San Diego, California is a huge slice of middle America on the West coast.
Living in San Diego wasn’t the dream that I’d hoped it would be. I will admit to being mightily impressed by the skies that looked at first like nature’s bluest painting, but even that got old as I found myself yearning for the beastly rain. I found no comfort in the slow-talking dudes in backwards baseball caps and shorts, or the women who found it their life’s mission to be up and jogging at the break of dawn.
I didn’t like the fact that I once trailed a source of light to McDonald’s in an effort to scope out some night action. And no, I couldn’t be pacified by the idiotic cacophony of Pacific Beach, the tame movements of Hillcrest’s supposed gay district, and the unabashed pretensions of North Park’s rich hipster kids.
But of course, that wasn’t all of it. There were mountains and hiking trails that made for sweaty and thirsty afternoons, a few interesting (though not very welcoming) intellectuals, a fisherman who also happened to be a Lucero fan, and a smart world-traveling cook whose friendship I later gained.
True to SoCal’s reputation, San Diego’s got some fine sights and hiking available. You can move from ocean to mountains in half an hour, and find yourself truly mesmerized by jaw-dropping vistas. Some are much harder than others (El Capitan for instance), but many aren’t that difficult to hike.
The second largest state park in the US lets you camp not just in the predetermined campgrounds but anywhere safe you desire. The dry air combined with the total lack of artificial lights visible from most of it lend a whole new meaning to stargazing. Be careful going off trail though, every single plant here is thorny and sharp. Watch the agave in particular, it can seriously cut you. And I’m still getting jumping cholla spines out of my jeans and boots half a year later.
Almost Perfect Weather
No seasons – hardly any rain and lots of sun. Almost never cold, almost no humidity.
Chicano Park Murals
Great (in both quality and size) works labored on by great artists. Chicano Park has a bunch of them in a small area, and they’ve just been restored. Do not listen to rumors and Yelp allegations about this area being dangerous, it just isn’t.
Russian-Georgian restaurant so great it bears a special mention here. There was a pervading sense of glory and wonderment every time I found myself in it. I can only hope to give this restaurant the righteous ode that it deserves at a later post.
The old Yellow Food Truck
Maybe it was wrong of me to assume El Jefecito’s California Burrito was portentous of many more great eats to come in San Diego, but alas it was one of the few. I’ll never forget the beefy deliciousness, the boiled (not fried!) seasoned potatoes, and the tasty avocado all rolled up inside the comfort of a warm flour tortilla. It was a Mexican gastronomic milestone that I kept hoping to make more of but just didn’t despite all of my attempts. I can’t make any guarantees as to their latest parking spot but my last taste of their shrimp burrito (after a separation of over a year) was in front of Kenwood Market in Spring Valley.

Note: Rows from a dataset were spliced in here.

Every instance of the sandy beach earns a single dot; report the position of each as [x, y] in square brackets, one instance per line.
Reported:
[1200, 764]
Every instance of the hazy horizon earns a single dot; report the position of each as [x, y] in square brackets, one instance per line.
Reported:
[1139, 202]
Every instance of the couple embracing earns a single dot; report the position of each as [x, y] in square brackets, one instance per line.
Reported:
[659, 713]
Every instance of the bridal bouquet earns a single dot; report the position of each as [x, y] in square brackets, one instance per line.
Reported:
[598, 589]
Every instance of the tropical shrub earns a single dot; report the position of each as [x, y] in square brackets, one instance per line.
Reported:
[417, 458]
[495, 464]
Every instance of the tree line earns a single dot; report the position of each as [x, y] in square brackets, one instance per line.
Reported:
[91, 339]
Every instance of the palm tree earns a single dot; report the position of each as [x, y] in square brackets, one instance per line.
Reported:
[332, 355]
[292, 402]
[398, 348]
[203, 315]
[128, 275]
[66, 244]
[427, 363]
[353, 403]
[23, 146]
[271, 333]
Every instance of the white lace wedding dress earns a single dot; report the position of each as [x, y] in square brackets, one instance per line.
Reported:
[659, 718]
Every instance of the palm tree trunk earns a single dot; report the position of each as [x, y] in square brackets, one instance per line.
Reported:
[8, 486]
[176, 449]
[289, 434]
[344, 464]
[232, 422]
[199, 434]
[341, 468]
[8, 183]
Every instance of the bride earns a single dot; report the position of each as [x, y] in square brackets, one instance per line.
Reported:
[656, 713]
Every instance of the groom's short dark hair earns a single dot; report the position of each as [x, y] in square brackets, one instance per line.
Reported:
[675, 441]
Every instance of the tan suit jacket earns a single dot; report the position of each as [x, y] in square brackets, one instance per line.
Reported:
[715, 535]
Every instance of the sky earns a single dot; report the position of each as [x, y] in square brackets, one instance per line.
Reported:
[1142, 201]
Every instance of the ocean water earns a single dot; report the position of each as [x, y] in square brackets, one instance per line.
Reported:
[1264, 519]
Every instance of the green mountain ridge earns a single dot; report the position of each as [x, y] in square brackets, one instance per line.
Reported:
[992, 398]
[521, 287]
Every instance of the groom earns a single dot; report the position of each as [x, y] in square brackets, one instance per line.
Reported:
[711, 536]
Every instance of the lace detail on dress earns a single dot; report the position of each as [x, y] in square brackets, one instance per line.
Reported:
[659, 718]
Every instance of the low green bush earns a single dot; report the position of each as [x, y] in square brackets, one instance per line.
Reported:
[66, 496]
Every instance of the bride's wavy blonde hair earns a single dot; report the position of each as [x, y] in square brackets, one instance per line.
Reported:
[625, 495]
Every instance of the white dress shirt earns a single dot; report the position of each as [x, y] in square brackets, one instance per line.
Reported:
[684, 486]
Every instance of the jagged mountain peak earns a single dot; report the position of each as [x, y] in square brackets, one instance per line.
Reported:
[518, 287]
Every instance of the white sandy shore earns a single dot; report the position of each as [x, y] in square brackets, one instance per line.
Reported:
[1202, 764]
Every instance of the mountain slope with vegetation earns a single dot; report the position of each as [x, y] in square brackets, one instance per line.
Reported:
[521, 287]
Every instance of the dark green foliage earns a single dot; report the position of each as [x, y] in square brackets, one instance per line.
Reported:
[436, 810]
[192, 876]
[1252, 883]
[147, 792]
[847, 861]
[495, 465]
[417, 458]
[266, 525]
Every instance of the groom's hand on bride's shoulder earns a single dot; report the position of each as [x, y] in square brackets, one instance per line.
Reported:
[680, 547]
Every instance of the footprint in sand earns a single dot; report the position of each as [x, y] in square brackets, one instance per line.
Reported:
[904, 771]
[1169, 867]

If you only have one chance to drink coffee in San Diego, you must try Cafe Virtuoso. And make sure to ask for their Amaro Gayo and coconut muffin if they’re available.
In my almost two years of living in San Diego, I have only managed to jump into the water a grand total of an hour. The water had often been too cold that everyone else was just parading their nakedness, or apparent laziness by laying in the sand close to the seagulls. I never did get the point of walking that 15-minute steep trail to Black’s only to nap by the unswimmable beach.
I have talked to two d-bags in New York so far who claimed to have visited San Diego but could only remember this overhyped spot found in every tourist brochures that no one should listen to. I stand by my once irreverent renaming of this touristy area (which smells like French Fry oil BTW) to “Asslamp Quarter: The Historic Fart of San Diego.”
Balboa Park Gardens
While some desert plants are cool, this was just really dry and the Australian garden was a construction site.
I really wanted to check out the San Diego Zoo Safari Park but with tickets between $44 and $599+, I just didn’t have time for that nonsense. For comparison, the Bronx Zoo in New York which I have yet to visit is priced at $16 for adults.
This bummed me out to no end every time I’ve had to look at another misspelling, deal with the lack of bookstores, or notice the kids at the library not giving one fuck about the books to be found in it. One time I was corresponding via email with a clueless college student who claimed she searched high and low for my company website which also happened to be my email domain name.
Bland People Culture
This blog does not mean to get political but it’s safe to say I couldn’t identify with the band of bros, untalented hipsters, rich hippies (let that sink in for a second), and Americanized immigrants.
No Coffee Culture
As someone who’s worked in a coffee truck, people couldn’t have been more eager to tell me how to make their favorite McDonald’s shake, or their “grande” Starbucks vanilla caramel macchiato.
And so much of it everywhere you go. You can try introducing the people to better foods, but nothing will get as warm a reception as a deep-fried giant hunk of something with a cheesy “lean” meat filling slathered with that extra sweet mayo or ketchup-based sauce. I think it’s safe to say that’s every successful food establishment’s formula for gaining the local seal of culinary greatness.